I’d been expecting another of Cassidy’s antique clothing concoctions, and this seemed out of character somehow. But even dressed normally, Cassidy was still someone you’d look at twice without quite knowing why. It was as though she was disguised as an ordinary girl and found the deception tremendously funny.

“I saw a coyote this morning,” she announced, climbing into the front seat. “It was in our backyard obsessing over the koi pond.”

“Maybe it just wanted a friend.”

“Or it was looking for a koi mistress,” Cassidy observed wryly.

It was a reference to a poem, I guessed, but I couldn’t place it.
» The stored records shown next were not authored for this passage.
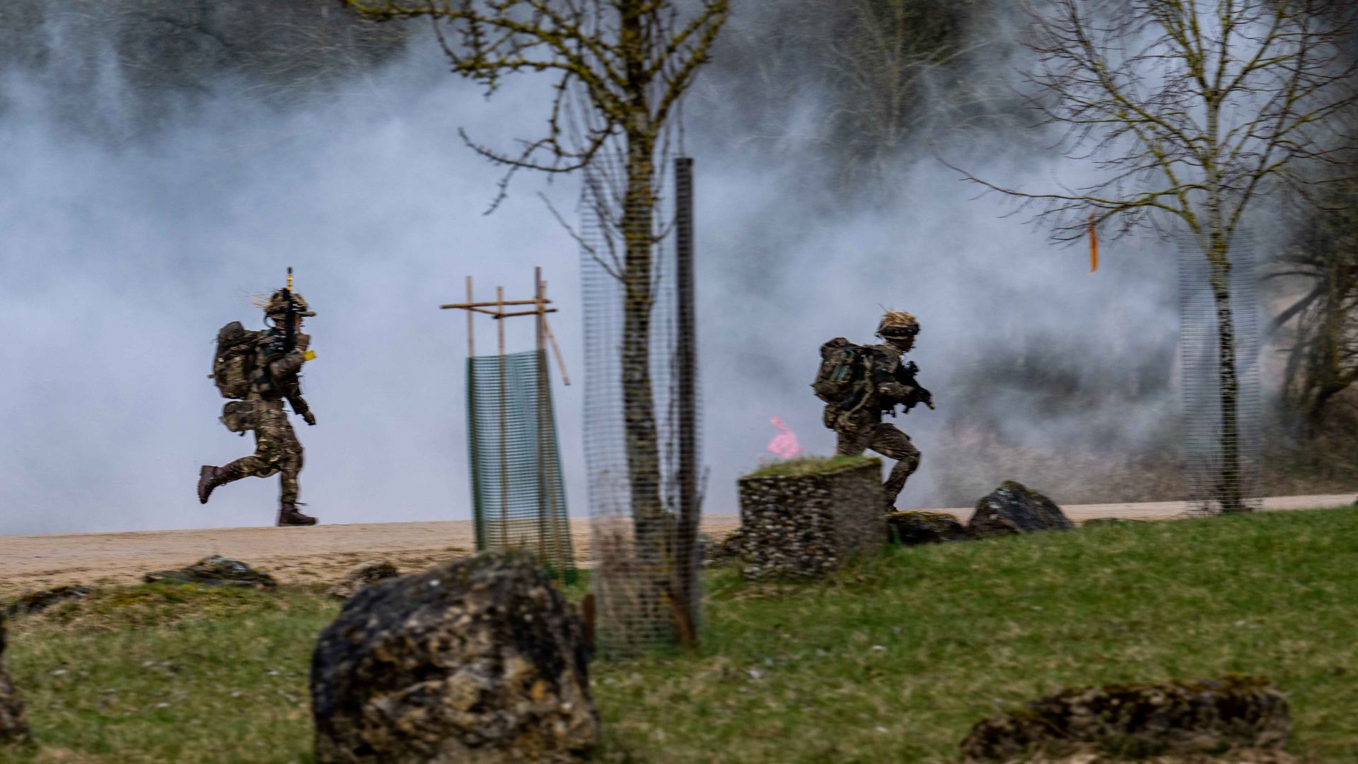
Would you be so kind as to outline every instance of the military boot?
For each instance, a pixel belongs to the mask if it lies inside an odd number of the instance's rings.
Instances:
[[[316,525],[316,518],[297,511],[297,504],[291,502],[278,503],[278,525]]]
[[[198,470],[198,503],[206,504],[208,496],[212,495],[212,489],[217,485],[223,485],[242,477],[244,477],[244,473],[240,472],[235,462],[228,464],[227,466],[204,466]]]

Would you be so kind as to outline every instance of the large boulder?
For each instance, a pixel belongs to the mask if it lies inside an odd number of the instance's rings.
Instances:
[[[1270,750],[1282,748],[1290,730],[1287,700],[1268,680],[1228,676],[1063,689],[978,722],[961,754],[1016,761],[1078,745],[1123,757]]]
[[[148,572],[141,578],[147,583],[197,583],[200,586],[244,586],[249,589],[273,589],[277,586],[272,575],[253,568],[240,560],[219,555],[204,557],[177,571]]]
[[[1055,502],[1014,480],[1001,483],[976,502],[976,511],[967,522],[967,530],[976,538],[1071,527],[1074,523]]]
[[[4,669],[5,614],[0,610],[0,744],[27,742],[29,719],[23,714],[23,700]]]
[[[387,580],[388,578],[397,578],[401,572],[397,570],[397,566],[391,563],[384,560],[368,560],[367,563],[361,563],[349,571],[348,575],[330,587],[327,594],[340,600],[348,600],[379,580]]]
[[[917,546],[971,538],[967,527],[948,513],[887,513],[887,537],[896,544]]]
[[[316,643],[320,764],[568,761],[599,741],[584,623],[523,552],[354,594]]]

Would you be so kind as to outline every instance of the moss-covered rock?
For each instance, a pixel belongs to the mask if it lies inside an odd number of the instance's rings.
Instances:
[[[881,459],[865,455],[857,457],[800,457],[796,459],[782,459],[760,465],[746,477],[800,477],[807,474],[820,474],[853,469],[870,464],[881,464]]]
[[[1287,700],[1266,678],[1228,676],[1063,689],[972,727],[964,761],[1027,761],[1036,752],[1090,745],[1115,757],[1277,749]]]
[[[5,614],[0,610],[0,745],[29,742],[29,719],[23,712],[19,691],[4,669]],[[0,754],[4,752],[0,750]],[[3,757],[3,756],[0,756]]]
[[[1006,480],[976,502],[967,530],[976,538],[1039,530],[1067,530],[1074,523],[1055,502],[1024,484]]]
[[[957,518],[947,513],[923,511],[887,513],[887,537],[906,546],[971,538]]]
[[[379,580],[386,580],[388,578],[397,578],[401,572],[397,571],[397,566],[384,560],[368,560],[361,563],[349,571],[338,583],[330,587],[327,594],[340,600],[348,600],[357,594],[360,590],[378,583]]]

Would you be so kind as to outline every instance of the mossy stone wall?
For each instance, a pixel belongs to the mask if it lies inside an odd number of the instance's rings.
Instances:
[[[887,538],[881,462],[740,479],[748,578],[822,575]]]

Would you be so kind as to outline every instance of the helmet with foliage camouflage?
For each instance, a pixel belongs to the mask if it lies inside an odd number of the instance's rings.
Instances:
[[[877,336],[884,340],[903,340],[919,333],[919,322],[903,310],[888,310],[877,322]]]
[[[316,311],[314,311],[314,310],[307,310],[310,306],[307,305],[307,300],[301,299],[300,294],[292,292],[292,302],[293,302],[293,305],[297,306],[297,315],[315,315],[316,314]],[[288,296],[284,294],[284,290],[274,290],[274,292],[272,295],[269,295],[269,302],[265,303],[263,311],[265,311],[265,315],[269,315],[269,317],[280,317],[281,318],[284,315],[288,315]]]

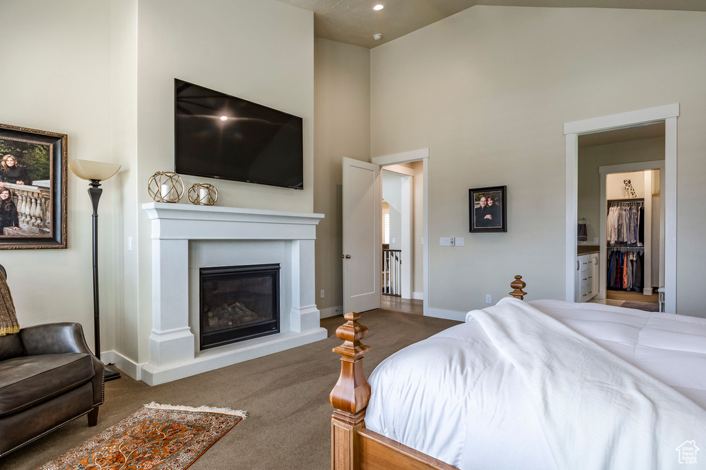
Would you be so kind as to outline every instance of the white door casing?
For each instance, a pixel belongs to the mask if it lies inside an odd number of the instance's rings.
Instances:
[[[380,166],[343,158],[343,311],[380,308]]]
[[[578,136],[611,129],[650,123],[664,122],[664,289],[665,311],[677,313],[676,283],[676,159],[677,118],[679,104],[667,104],[618,114],[566,123],[566,300],[574,297],[573,268],[576,263],[576,221],[578,187]],[[662,175],[660,175],[660,179]]]

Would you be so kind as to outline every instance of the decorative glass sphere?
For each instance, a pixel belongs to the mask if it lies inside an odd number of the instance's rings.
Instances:
[[[148,180],[147,191],[157,202],[179,202],[184,189],[181,177],[171,171],[157,171]]]
[[[208,183],[196,183],[189,188],[189,200],[197,206],[213,206],[218,200],[218,190]]]

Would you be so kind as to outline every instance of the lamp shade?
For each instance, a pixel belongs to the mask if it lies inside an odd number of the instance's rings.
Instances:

I shrugged.

“‘Had we but world enough and time,’” Cassidy quoted. “Andrew Marvell?”

“Right.” It sounded vaguely familiar, like something Moreno had put on an identification quiz back in Honors Brit Lit, but I wasn’t exactly a big poetry fan. “So where are we going?”

“Where we have no business being, other than the business of mischief and deception,” she said. “Just drive over to the University Town Center.”

So I did. And while I drove, Cassidy told me her theory about winning at debate tournaments. The most successful debaters (“I’d call them master debaters, but clearly you aren’t mature enough to handle that, Mister Smirkyface,” she teased) knew to reference literature and philosophy and history.

“And the more sophisticated your references are, the better,” Cassidy said, toying with the air vent. “You don’t want to quote Robert Frost, for God’s sake. Quote John Rawls, or John Stuart Mill.”

I hadn’t heard of either of those last two guys, but I didn’t say anything. Actually, I was trying to figure out if we were on a date, albeit one that had started at eight thirty in the morning.

“We could still go gleaning,” I said, nodding out the window as we passed one of the remaining orange groves.

“I don’t know why you think that’s funny.”

“Haven’t you heard? It’s my hillbilly way of taking you to a museum.”

Cassidy shook her head, but I could see that she was smiling.

The University Town Center was an odd place to be at 8:45 in the morning. I hardly ever went there, since it was a fifteen-minute drive in the direction of Back Bay, this snotty WASP beach town. Actually, the Town Center straddled the border between Eastwood and Back Bay, said border consisting mostly of a Metrolink station, a medical complex with which I was intimately familiar, and a golf club where my father was a member.